Special case: if the victim is a child
Child abuse can occur in countless ways, and the effects vary from child to child. While some children may have bruises or injuries that raise suspicion, this is not always the case. However, the majority of children are less likely to suffer direct physical injury; much more problematic are the long-term effects of violence on the neurological, cognitive and emotional development and health of the child.
There are children who do not want to talk at all. Others disclose domestic violence indirectly by not telling the details unsolicited or in a roundabout way: “Sometimes my stepfather annoys my mother”. The child hopes that the hint they give will be taken up. Many children are insecure because the perpetrator is someone they love.
The child should not be “interrogated”. One should ask simple questions such as:
- “Is there something you’re sad or worried about?”
- “Some kids can get scared at home. What do you believe may scare them?
The child should be reassured. You could say this:
- “I believe you.”
- “I’m glad you came to me.”
- “I’m sorry this happened.”
- “It’s not your fault.”
- “We’ll do something together to get help.”
Marshall B. Rosenberg (2012): Gewaltfreie Kommunikation. Eine Sprache des Lebens. Junfermann
Rollnick/Miller (2012): Motivational Interviewing. Helping people change. Dover Publications
Thought-provoking tasks for social sector professionals
Preparation to identify and respond to domestic violence is paramount.
(1) How well prepared do you feel in this regard and what education and/or training resources are available to you or are you aware of in your area of practice?
(2) Do you have a room where you can speak privately to clients? (Behind curtains or screens is clearly not private or confidential).

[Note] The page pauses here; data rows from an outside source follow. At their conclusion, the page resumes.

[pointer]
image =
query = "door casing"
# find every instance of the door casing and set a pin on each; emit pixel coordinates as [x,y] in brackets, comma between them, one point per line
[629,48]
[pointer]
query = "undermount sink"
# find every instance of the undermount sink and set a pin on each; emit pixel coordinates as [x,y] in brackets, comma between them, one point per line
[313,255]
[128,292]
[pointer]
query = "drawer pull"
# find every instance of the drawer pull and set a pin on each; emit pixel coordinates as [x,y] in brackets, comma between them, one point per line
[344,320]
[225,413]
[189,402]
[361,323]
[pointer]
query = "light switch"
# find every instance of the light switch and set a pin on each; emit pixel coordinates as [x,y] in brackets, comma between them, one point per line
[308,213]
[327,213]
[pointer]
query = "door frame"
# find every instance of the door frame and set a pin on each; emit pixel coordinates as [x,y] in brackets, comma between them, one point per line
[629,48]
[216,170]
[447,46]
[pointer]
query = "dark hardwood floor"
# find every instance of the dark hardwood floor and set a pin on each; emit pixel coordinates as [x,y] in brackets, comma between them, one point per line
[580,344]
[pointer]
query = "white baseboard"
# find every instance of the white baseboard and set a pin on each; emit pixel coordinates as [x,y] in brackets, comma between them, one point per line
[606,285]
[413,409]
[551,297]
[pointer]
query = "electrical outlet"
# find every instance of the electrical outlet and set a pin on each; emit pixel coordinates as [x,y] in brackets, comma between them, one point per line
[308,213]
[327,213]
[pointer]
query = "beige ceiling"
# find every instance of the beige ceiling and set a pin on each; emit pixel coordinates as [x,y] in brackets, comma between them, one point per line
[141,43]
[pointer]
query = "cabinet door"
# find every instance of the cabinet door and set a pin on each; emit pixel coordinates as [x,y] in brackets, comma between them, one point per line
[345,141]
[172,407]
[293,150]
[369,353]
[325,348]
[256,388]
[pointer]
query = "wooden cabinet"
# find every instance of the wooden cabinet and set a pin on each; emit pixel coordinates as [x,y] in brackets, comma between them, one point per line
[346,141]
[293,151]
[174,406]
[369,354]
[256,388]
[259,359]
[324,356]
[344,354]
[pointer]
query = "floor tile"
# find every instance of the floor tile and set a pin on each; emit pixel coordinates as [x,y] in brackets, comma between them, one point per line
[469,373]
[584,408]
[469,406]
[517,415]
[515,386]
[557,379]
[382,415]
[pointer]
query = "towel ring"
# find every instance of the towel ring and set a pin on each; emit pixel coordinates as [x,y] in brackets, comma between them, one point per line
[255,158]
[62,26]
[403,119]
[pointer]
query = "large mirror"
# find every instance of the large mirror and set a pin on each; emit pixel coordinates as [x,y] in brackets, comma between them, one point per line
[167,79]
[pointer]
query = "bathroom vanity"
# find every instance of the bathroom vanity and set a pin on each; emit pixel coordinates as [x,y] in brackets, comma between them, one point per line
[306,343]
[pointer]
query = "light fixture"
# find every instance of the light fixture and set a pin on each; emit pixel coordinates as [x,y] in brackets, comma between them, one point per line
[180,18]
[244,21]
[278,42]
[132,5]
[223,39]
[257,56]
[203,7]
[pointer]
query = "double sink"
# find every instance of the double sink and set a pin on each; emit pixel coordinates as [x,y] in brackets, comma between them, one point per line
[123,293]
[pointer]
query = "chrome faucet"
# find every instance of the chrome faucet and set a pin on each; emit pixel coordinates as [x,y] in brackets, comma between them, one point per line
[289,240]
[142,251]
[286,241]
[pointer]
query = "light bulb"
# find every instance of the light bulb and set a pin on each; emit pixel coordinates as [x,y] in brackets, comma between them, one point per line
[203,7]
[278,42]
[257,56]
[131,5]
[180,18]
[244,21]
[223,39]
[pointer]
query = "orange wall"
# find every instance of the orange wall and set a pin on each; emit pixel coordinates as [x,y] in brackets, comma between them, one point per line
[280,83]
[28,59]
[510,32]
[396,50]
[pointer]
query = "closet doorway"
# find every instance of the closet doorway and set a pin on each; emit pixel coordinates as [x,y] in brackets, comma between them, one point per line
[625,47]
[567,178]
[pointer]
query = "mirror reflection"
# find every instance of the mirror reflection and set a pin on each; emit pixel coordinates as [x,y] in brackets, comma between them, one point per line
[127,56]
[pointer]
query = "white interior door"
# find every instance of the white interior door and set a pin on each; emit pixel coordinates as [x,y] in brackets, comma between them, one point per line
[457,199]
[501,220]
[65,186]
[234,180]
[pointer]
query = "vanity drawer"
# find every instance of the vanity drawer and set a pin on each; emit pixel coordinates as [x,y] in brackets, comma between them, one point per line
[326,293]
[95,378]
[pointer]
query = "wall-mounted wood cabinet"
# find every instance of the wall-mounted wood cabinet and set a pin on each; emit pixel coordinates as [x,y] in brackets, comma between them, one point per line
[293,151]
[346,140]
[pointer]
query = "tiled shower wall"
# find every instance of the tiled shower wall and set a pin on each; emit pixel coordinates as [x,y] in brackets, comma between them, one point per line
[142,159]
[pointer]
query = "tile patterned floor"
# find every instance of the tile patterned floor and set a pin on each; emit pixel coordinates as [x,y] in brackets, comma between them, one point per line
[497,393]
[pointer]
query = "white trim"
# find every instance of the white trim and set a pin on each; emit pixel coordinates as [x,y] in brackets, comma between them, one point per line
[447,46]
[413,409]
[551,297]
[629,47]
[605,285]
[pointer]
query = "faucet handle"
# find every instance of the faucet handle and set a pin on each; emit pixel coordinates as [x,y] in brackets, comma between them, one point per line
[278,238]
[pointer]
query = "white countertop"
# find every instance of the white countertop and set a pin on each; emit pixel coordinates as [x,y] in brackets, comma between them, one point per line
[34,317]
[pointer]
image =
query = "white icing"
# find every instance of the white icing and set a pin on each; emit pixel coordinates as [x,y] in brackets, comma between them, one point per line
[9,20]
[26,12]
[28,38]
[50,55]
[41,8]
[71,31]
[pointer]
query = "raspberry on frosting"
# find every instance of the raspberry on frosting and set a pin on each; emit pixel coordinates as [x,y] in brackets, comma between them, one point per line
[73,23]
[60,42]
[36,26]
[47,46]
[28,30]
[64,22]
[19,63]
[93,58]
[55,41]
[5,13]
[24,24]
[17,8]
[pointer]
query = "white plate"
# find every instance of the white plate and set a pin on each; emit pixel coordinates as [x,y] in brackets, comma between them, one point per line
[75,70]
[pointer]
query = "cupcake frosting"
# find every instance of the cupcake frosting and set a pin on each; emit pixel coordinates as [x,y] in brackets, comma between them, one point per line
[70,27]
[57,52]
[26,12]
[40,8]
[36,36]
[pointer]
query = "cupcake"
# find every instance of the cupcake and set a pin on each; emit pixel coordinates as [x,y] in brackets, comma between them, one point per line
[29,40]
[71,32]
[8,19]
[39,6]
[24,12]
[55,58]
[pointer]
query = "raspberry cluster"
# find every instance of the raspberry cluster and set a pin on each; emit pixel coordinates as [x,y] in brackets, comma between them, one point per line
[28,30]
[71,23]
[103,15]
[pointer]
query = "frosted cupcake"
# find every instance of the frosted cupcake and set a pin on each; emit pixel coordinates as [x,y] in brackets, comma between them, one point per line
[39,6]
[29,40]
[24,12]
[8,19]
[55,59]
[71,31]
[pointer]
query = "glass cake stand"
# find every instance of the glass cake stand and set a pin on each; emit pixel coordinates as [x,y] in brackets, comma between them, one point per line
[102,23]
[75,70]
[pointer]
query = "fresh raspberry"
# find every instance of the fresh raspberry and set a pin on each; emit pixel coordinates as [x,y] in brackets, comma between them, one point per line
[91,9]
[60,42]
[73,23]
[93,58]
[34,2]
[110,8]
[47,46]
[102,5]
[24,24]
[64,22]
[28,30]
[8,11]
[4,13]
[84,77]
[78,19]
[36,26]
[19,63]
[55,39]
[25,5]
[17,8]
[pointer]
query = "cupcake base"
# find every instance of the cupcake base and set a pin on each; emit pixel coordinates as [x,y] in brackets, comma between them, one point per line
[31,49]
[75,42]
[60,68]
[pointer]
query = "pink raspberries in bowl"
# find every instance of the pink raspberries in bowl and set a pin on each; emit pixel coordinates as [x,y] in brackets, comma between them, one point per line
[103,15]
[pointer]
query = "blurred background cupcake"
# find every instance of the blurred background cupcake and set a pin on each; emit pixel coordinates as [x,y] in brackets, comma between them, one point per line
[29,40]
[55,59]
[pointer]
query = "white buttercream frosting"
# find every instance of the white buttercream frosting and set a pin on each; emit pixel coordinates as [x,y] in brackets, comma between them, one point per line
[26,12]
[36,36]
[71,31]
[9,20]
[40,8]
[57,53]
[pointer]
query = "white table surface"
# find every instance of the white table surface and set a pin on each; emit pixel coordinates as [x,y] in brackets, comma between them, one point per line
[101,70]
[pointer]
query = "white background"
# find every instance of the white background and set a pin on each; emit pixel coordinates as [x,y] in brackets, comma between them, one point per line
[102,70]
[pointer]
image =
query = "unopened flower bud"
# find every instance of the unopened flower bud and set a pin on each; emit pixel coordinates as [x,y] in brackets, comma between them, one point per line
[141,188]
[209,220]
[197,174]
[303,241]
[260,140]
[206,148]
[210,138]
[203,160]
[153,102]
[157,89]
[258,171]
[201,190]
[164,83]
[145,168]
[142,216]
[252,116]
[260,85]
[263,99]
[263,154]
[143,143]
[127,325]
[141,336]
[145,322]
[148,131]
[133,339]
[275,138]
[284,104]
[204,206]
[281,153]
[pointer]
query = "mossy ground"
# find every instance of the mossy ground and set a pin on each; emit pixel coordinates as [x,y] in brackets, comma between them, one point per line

(3) In your daily work, how might clients alert you that they wished to speak with you in private?
(4) Do you currently have a clear referral pathway for clients to other services and support?
(5) Do you know what services and supports are available for those who disclose domestic violence daily work, organisation and locality—and are contact details available to you?
(6) Do you know how to make a referral to adult and children’s safeguarding services?